The substitution reaction mechanism of β-amino alcohols and thionyl chloride to form the 1-chloro-(2-alkylamino)ethane and the 1,2,3-alkyloxathiazolidine-2-oxide products was investigated using computational methods. The reactions that result in these compounds are very similar, they both use the N-(2-alkyl/arylamino)ethanols and thionyl chloride, however the synthesis of 1,2,3-alkyl/aryloxathiazolidine-2-oxide requires the use of an amine base, which quite commonly results in a purer product, not a different compound as is the case here. The mechanism of the formation of 1-chloro-(2-alkylamino)ethanes, involves the formation of a quaternary nitrogen species as one of the first steps. This step has a low relative energy barrier and occurs readily. It occurred in the reaction of all substituents tested except for the methyl and phenyl substituents. Based on this work it was demonstrated that the amine base is not actually needed to form the 1,2,3-alkyl/aryloxathiazolidine-2-oxide.
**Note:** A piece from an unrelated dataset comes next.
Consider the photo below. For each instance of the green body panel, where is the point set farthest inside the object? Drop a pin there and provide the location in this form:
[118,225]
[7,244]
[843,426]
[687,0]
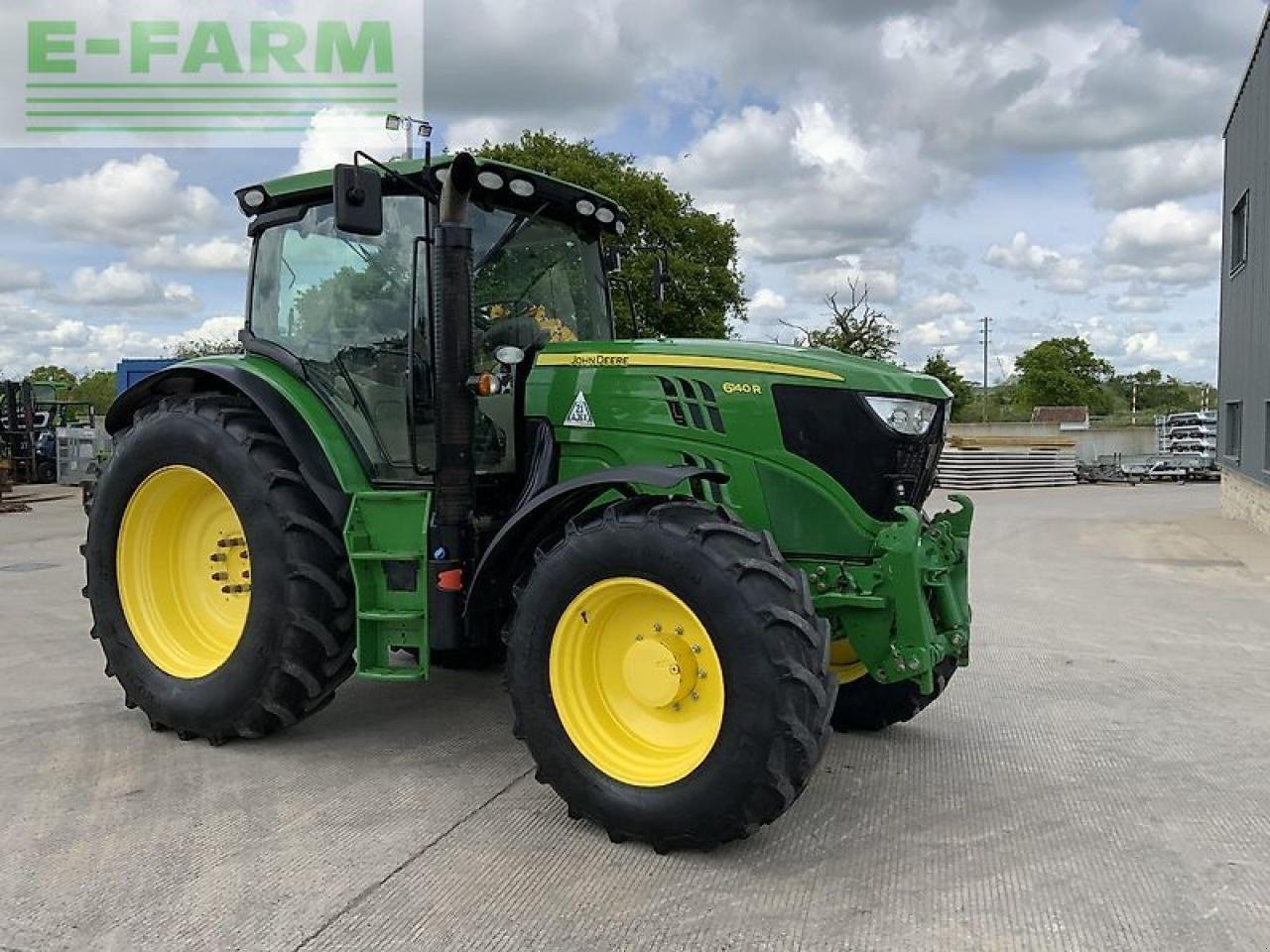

Experimental reactions to produce the 1-chloro-(2-alkylamino)ethanes were performed and the products were characterized by 1H and 13C-NMR and GC-MS. The GC-MS experimental results supported the computational results, in that trace amounts of the 1,2,3-oxathiazolidine-2-oxides were found in the residue of this reaction. This demonstrated that the 1,2,3-oxathiazolidine -2-oxides can be formed in trace amounts without a base. The base would be required to make the 1,2,3-alkyloxathiazolidine-2-oxides in higher yields. The computational chemistry results demonstrate that the amine base suppresses the quaternization of the nitrogen by reacting preferentially with the acidic protons, which is the normal mode of action of the amine base in thionyl chloride reactions.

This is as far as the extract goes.